FDA Adverse Event Malfunction Summary report: N

EVIS EXERA III DUODENOVIDEOSCOPE

MDR report key: 14135024 · Received April 18, 2022

Report

Report Number
8010047-2022-06504
Event Type
Malfunction
Date Received
April 18, 2022
Date of Event
March 2, 2022
Report Date
June 28, 2022
Manufacturer
OLYMPUS MEDICAL SYSTEMS CORP.
Product Code
FDT
UDI-DI
04953170405563
PMA / PMN Number
K202661
Product Problem
Yes
Report Source
Manufacturer report
Reporter Location
FR
Reporter Occupation
OTHER
Health Professional
N

Narratives

Additional Manufacturer Narrative · 0

THE CLEANING, DISINFECTION, AND STERILIZATION (CDS) OF THE SCOPE WAS PERFORMED BY THE CUSTOMER. THERE WAS NO PATIENT INFECTION. THE AUTOMATIC ENDOSCOPE REPROCESSOR (AER) WAS CULTURED/TESTED. THE RESULTS WERE NOT AVAILABLE. THE AIR/WATER CHANNEL, AUXILIARY CHANNEL, BALLOON CHANNEL, AND FORCEPS ELEVATOR WIRE CHANNEL WERE FLUSHED WITHOUT DETERGENT. THERE WAS AN ASPIRATION OF WATER THROUGH THE INSTRUMENT/SUCTION CHANNEL AS WELL. THE INSTRUMENT/SUCTION CHANNEL, SUCTION CYLINDER, INSTRUMENT CHANNEL PORT, BALLOON CHANNEL, AND DISTAL END/AREAS AROUND THE ELEVATOR WERE MANUALLY CLEANED WITH ANIOSYME SYNERGY 5 DISINFECTANT AND AN ASEPT INMED BRUSH (REF # 201786).

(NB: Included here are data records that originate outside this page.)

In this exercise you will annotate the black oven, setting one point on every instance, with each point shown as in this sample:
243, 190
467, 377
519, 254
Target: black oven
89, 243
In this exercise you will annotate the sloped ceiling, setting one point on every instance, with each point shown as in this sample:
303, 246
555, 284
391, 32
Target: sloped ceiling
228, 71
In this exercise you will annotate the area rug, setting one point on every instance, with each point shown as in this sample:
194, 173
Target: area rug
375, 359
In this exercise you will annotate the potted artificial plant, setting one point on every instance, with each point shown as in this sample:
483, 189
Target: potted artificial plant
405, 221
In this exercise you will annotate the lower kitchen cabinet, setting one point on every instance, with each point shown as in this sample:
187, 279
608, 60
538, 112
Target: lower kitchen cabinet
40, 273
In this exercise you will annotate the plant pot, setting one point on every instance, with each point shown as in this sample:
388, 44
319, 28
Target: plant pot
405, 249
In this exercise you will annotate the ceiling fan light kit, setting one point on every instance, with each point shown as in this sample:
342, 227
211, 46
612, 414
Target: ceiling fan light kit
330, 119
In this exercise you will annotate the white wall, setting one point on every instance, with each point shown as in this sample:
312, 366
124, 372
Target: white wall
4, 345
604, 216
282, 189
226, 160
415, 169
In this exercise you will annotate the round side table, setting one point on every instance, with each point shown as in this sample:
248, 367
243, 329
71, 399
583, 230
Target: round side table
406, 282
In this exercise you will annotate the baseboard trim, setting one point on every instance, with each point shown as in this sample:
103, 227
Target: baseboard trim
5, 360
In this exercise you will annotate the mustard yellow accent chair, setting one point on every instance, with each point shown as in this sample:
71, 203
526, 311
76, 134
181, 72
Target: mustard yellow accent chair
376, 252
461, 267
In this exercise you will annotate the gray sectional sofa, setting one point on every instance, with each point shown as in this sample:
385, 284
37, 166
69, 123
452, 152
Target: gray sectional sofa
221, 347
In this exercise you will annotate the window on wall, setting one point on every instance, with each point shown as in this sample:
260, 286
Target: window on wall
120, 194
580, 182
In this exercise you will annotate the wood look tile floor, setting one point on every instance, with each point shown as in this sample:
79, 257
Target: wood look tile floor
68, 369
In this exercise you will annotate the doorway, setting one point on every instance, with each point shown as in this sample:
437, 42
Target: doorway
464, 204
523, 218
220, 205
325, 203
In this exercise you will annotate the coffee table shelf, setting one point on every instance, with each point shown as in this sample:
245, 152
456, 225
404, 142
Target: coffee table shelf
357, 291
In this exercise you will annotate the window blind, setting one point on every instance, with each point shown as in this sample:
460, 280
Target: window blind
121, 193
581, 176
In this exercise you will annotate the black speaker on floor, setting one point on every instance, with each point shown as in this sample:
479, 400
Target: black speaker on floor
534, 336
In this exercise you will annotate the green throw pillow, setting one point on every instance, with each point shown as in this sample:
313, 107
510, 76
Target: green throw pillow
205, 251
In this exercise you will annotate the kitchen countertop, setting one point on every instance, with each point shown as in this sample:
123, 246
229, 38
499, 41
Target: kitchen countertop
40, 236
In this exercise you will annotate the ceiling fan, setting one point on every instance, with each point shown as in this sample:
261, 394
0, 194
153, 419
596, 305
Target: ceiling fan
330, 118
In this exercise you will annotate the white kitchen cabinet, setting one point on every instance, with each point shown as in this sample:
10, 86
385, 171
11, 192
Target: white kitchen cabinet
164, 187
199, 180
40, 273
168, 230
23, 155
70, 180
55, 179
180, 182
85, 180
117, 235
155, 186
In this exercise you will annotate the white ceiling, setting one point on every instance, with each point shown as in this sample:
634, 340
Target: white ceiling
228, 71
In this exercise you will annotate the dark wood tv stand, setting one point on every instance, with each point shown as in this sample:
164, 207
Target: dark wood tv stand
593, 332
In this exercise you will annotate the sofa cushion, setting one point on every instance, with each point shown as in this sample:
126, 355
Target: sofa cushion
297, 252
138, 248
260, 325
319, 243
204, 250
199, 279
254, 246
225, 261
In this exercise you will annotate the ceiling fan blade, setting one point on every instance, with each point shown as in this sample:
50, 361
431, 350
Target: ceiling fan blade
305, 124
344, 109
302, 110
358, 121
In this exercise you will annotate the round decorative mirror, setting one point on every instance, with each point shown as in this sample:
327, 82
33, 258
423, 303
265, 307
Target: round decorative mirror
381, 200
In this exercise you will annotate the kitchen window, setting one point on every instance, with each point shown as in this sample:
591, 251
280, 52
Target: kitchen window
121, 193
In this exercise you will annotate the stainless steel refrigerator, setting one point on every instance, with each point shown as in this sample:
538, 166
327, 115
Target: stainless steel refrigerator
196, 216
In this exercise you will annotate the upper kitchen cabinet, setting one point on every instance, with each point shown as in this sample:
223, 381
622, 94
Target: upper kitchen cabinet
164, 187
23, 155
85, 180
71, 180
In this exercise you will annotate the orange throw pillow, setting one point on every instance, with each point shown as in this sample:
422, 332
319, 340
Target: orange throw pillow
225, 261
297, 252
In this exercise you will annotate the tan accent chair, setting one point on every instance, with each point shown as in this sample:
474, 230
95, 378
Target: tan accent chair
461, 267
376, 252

THE AER USED WAS A WSSSENBURG WD440 ALONG WITH ENDOHIGH DETERGENT AND ENDOHIGH PAA DISINFECTANT. THE SCOPE WAS STORED IN A WASSENBURG DRY320 DRYING CABINET. THE MAINTENANCE OF THE SCOPE WAS PERFORMED BY OLYMPUS. THE SCOPE WAS NOT STERILIZED. THE SUBJECT DEVICE HAS BEEN RECEIVED AND IS CURRENTLY IN THE EVALUATION PROCESS. THE INVESTIGATION IS ONGOING. THEREFORE; THE ROOT CAUSE OF THE REPORTED EVENT CANNOT BE DETERMINED AT THIS TIME. HOWEVER; IF ADDITIONAL INFORMATION BECOMES AVAILABLE THIS REPORT WILL BE SUPPLEMENTED ACCORDINGLY.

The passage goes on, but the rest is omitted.